Export skills for use with AI tools like Claude Desktop and Claude Code.

Simple API (Recommended)

from edgar.ai import install_skill, package_skill

# Install to ~/.claude/skills/ for automatic discovery
install_skill()
# Output: /Users/username/.claude/skills/edgartools

# Create ZIP for Claude Desktop upload
package_skill()
# Output: edgartools.zip (ready to upload)

# Custom locations
install_skill(to="~/my-skills")
package_skill(output="~/Desktop")

Advanced API

from edgar.ai import export_skill, edgartools_skill

# Official Claude Skills format (installs to ~/.claude/skills/)
path = export_skill(
    edgartools_skill,
    format="claude-skills"  # Default format
)

# Claude Desktop upload format (creates ZIP with SKILL.md)
zip_path = export_skill(
    edgartools_skill,
    format="claude-desktop"
)

# Export to custom location
path = export_skill(
    edgartools_skill,
    format="claude-skills",
    output_dir="~/my-skills",
    install=False
)

Export Formats

claude-skills (Official Anthropic Format):

Installs to ~/.claude/skills/ by default
Main file: SKILL.md (uppercase, per Anthropic spec)
Includes all supporting markdown files
Includes API reference documentation in api-reference/ directory
YAML frontmatter with name and description
Ready for Claude Desktop and Claude Code

claude-desktop (Claude Desktop Upload Format):

Creates ZIP file by default (required by Claude Desktop upload UI)
Main file: SKILL.md (uppercase, per Anthropic spec)
All supporting files and API reference included
Ready for upload via Claude Desktop's skill upload interface
Can export as directory with create_zip=False

Exported skills include:

Tutorial documentation (skill.md/SKILL.md, workflows.md, objects.md)
API reference documentation (api-reference/ directory)
YAML frontmatter for tool integration
Helper function documentation

Model Context Protocol (MCP) Server

Run EdgarTools as an MCP server for Claude Desktop and other MCP clients.

Installation

pip install "edgartools[ai]"

Starting the Server

# Start MCP server
python -m edgar.ai

# The server will start and wait for MCP client connections

Claude Desktop Configuration

Add to ~/Library/Application Support/Claude/claude_desktop_config.json:

{
  "mcpServers": {
    "edgartools": {
      "command": "python",
      "args": ["-m", "edgar.ai"],
      "env": {
        "EDGAR_IDENTITY": "Your Name your.email@example.com"
      }
    }
  }
}

Important: The EDGAR_IDENTITY environment variable is required by SEC regulations.

Available MCP Tools

Once configured, Claude Desktop can use these tools:

edgar_company_research - Get comprehensive company intelligence
- Company profile and metadata
- 3-year financial trends
- Last 5 filings
- Recent activity summary
edgar_analyze_financials - Detailed financial statement analysis
- Income statement, balance sheet, or cash flow
- Annual or quarterly periods
- Multi-period trend analysis

Example Prompts

After configuring the MCP server, try these prompts in Claude Desktop:

"Research Apple Inc with financials"

"Analyze Tesla's revenue trends over the last 4 quarters"

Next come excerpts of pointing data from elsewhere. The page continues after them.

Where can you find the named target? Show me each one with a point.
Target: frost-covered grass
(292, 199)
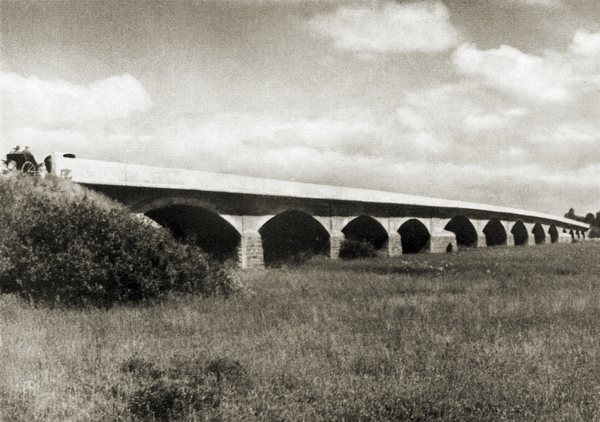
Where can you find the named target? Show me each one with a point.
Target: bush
(594, 232)
(354, 249)
(188, 387)
(63, 243)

"Compare Microsoft and Google's cash flow statements"

"Get Nvidia's balance sheet trends for the past 3 years"

"Show me today's 10-K filings"

Other MCP Clients

EdgarTools MCP server works with any MCP-compatible client:

Claude Desktop (MacOS/Windows)
Cline (VS Code extension)
Continue.dev (IDE integration)
Any other MCP v1.0 compatible client

See MCP Quickstart for complete setup instructions.

Helper Functions

Pre-built functions for common SEC analysis workflows.

Filing Access Helpers

from edgar.ai.helpers import get_filings_by_period, get_today_filings

# Get published filings for specific period
filings = get_filings_by_period(
    year=2023,
    quarter=1,
    form="10-K",
    filing_date=None  # Optional: filter by specific date
)

# Get current filings (last ~24 hours)
current = get_today_filings()
print(f"Found {len(current)} recent filings")

Financial Analysis Helpers

from edgar.ai.helpers import (
    get_revenue_trend,
    get_filing_statement,
    compare_companies_revenue
)

# Get revenue trend analysis
income = get_revenue_trend(
    ticker="AAPL",
    periods=3,
    quarterly=False  # Set True for quarterly data
)

# Get specific statement from filing
balance = get_filing_statement(
    ticker="AAPL",
    year=2023,
    form="10-K",
    statement_type="balance"  # or "income", "cash_flow"
)

# Compare companies
comparison = compare_companies_revenue(
    tickers=["AAPL", "MSFT", "GOOGL"],
    periods=3
)
for ticker, income in comparison.items():
    print(f"\n{ticker} Revenue Trend:")
    print(income)

Best Practices

1. Choose the Right Tool for the Job

# For interactive learning -> Use .docs
company.docs.search("get filings")

# For AI context -> Use .text()
context = company.to_context(detail='standard')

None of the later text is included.